À partir du 31 juillet 2026, une nouvelle étape importante du droit à la réparation doit être franchie dans l’Union européenne. Adoptée en juin 2024, la directive européenne 2024/1799 vise à encourager la réparation des biens de consommation, à limiter les déchets et à lutter contre l’obsolescence prématurée des produits.
Pour les consommateurs, l’objectif est simple : rendre la réparation plus accessible et plus attractive afin d’éviter qu’un appareil encore réparable ne soit remplacé trop rapidement.
Une directive pour prolonger la durée de vie des produits
Chaque année, des millions d’appareils électroménagers, de téléphones, d’ordinateurs ou encore de téléviseurs sont remplacés alors qu’ils pourraient, dans de nombreux cas, être réparés.
Selon la Commission européenne, cette situation représente un coût économique important mais aussi un impact environnemental considérable, avec plusieurs dizaines de millions de tonnes de déchets produits chaque année au sein de l’Union.

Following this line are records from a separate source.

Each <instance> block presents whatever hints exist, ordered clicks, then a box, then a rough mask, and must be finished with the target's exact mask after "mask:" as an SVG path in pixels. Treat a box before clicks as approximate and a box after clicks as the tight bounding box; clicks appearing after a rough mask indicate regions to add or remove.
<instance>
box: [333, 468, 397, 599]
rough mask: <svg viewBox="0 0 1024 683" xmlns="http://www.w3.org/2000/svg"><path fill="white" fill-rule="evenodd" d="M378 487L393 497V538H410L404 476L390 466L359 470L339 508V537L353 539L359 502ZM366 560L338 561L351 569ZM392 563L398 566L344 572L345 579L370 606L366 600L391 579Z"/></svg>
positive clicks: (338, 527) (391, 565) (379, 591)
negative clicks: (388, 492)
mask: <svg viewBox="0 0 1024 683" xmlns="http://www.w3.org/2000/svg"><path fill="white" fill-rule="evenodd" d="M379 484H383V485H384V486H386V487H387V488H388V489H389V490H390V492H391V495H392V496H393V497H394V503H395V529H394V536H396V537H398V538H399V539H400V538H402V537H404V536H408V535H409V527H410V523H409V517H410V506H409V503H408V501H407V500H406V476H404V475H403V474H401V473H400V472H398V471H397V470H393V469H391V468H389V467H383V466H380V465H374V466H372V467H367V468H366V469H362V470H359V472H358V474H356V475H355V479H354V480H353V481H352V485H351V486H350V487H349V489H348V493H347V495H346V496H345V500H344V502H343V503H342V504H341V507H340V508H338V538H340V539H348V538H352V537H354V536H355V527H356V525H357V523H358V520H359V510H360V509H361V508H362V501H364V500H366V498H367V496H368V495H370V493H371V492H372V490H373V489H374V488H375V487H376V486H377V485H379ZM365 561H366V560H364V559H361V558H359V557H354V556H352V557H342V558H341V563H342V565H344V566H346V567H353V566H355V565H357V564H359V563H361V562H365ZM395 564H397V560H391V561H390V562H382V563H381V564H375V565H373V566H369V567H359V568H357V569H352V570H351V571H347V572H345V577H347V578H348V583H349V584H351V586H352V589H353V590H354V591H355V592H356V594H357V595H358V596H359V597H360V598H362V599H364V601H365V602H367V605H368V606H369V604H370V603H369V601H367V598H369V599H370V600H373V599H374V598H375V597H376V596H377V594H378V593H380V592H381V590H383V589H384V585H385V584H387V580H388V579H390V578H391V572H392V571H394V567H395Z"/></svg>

La directive européenne prévoit notamment :
- une obligation de réparation pour certains fabricants lorsque le produit est techniquement réparable, y compris dans certaines situations après l’expiration de la garantie légale ;
- une meilleure information du consommateur grâce à un formulaire européen indiquant notamment le prix, les délais et les conditions de la réparation ;
- le développement d’un marché plus transparent de la réparation et du reconditionnement ;
- la création, d’ici juillet 2027, d’une plateforme européenne permettant de trouver facilement des réparateurs, des vendeurs de produits reconditionnés ou des initiatives locales de réparation.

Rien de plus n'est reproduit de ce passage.